My girlfriend started working on a zero hour contract for a franchised company a few months ago.

Long story short the company is managed terribly and doing a lot of illegal stuff - Refusing to pay people for the whole day for not clocking out, regularly underpaying people by 10-20% of the hours they actually worked and basically treating employees like slaves with no rights. They actually have a reputation for being a bad company within the company they are franchising in the area.

In her contract, there is a clause stating that if she leaves within 1 year of joining, she needs to pay the company £250 in 'training costs'. The charge itself is likely completely unjustifiable as she had no formal training and was effectively thrown into the deep end with very little assistance.

My question is this: If she leaves, as the contract is a zero hour one, can she skirt around this training cost by 'leaving' by simply telling her manager that she does not want any more hours?
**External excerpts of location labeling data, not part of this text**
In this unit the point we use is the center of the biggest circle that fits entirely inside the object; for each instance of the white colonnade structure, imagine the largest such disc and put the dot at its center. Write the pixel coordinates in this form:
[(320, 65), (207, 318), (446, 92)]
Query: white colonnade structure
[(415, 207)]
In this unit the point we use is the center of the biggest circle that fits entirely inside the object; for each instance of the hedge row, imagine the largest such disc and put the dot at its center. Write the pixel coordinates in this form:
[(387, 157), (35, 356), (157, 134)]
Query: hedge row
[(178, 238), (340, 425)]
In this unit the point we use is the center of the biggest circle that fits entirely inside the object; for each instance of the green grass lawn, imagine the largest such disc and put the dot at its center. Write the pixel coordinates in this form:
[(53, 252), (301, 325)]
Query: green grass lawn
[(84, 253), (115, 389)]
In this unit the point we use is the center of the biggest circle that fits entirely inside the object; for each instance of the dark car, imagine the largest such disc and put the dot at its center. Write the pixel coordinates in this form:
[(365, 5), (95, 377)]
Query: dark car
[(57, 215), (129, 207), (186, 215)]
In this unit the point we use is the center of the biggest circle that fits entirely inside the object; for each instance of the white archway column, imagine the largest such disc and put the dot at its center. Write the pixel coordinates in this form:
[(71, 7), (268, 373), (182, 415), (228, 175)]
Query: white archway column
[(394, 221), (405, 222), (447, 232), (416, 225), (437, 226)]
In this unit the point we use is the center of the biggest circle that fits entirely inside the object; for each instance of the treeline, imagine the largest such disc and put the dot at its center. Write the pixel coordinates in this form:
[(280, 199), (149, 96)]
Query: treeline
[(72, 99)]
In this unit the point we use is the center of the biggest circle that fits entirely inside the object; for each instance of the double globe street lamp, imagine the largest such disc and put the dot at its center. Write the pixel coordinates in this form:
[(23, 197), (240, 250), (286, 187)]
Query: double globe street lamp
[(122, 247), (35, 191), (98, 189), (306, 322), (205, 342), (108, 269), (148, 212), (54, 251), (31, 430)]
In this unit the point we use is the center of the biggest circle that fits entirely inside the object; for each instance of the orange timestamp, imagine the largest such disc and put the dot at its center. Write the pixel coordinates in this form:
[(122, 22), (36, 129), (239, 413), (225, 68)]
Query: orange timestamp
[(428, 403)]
If someone turns down all hours by the company but does not officially hand in their notice, at what point to they stop being employed by said company and is it classed as that person quitting or does the company need to effectively fire them, meaning the charge would be void?

Similarly her contract has a notice period for leaving - But how can this be enforced in any way in a zero hour contract if you are not obliged to accept any work offered?

Comments

  • paddedjohn
    paddedjohn Posts: 7,512 Forumite
    Part of the Furniture
    Tell her just to refuse work, they won't be able to do anything about it.
    Be Alert..........Britain needs lerts.
  • sangie595
    sangie595 Posts: 6,092 Forumite
    Eric5765 wrote: »
    Hi,

    My girlfriend started working on a zero hour contract for a franchised company a few months ago.

    Long story short the company is managed terribly and doing a lot of illegal stuff - Refusing to pay people for the whole day for not clocking out Well if you don't clock out, there isn't any record of how long you worked. You could have just clocked in and worked out., regularly underpaying people by 10-20% of the hours they actually worked and basically treating employees like slaves with no rights. Not defending them, but they aren't employees, so actually they pretty much don't have any rights! They actually have a reputation for being a bad company within the company they are franchising in the area.

    In her contract, there is a clause stating that if she leaves within 1 year of joining, she needs to pay the company £250 in 'training costs'. The charge itself is likely completely unjustifiable as she had no formal training and was effectively thrown into the deep end with very little assistance.If put to the test they would have to prove this to be a justifiable cost which reasonable covers the loss to them of "training" - based on what you say, they probably wouldn't be enforceable.

    My question is this: If she leaves, as the contract is a zero hour one, can she skirt around this training cost by 'leaving' by simply telling her manager that she does not want any more hours? If someone turns down all hours by the company but does not officially hand in their notice, at what point to they stop being employed by said company and is it classed as that person quitting or does the company need to effectively fire them, meaning the charge would be void? She isn't an employee. Therefore there is no notice period. She simply refuses all further work. So there isn't any period at which she becomes "not employed" by them because she isn't employed in the first place.

    Similarly her contract has a notice period for leaving - But how can this be enforced in any way in a zero hour contract if you are not obliged to accept any work offered? It can't

    I would suggest that she not say she is leaving - just refuse hours when they allocate them and say she is busy. She isn't required to do anything other than say she can't do the hours they ask her to. That way, even though I think it is unenforceable, it becomes moot. She hasn't left, she simply isn't available for the hours they want her. Nothing they can do about that.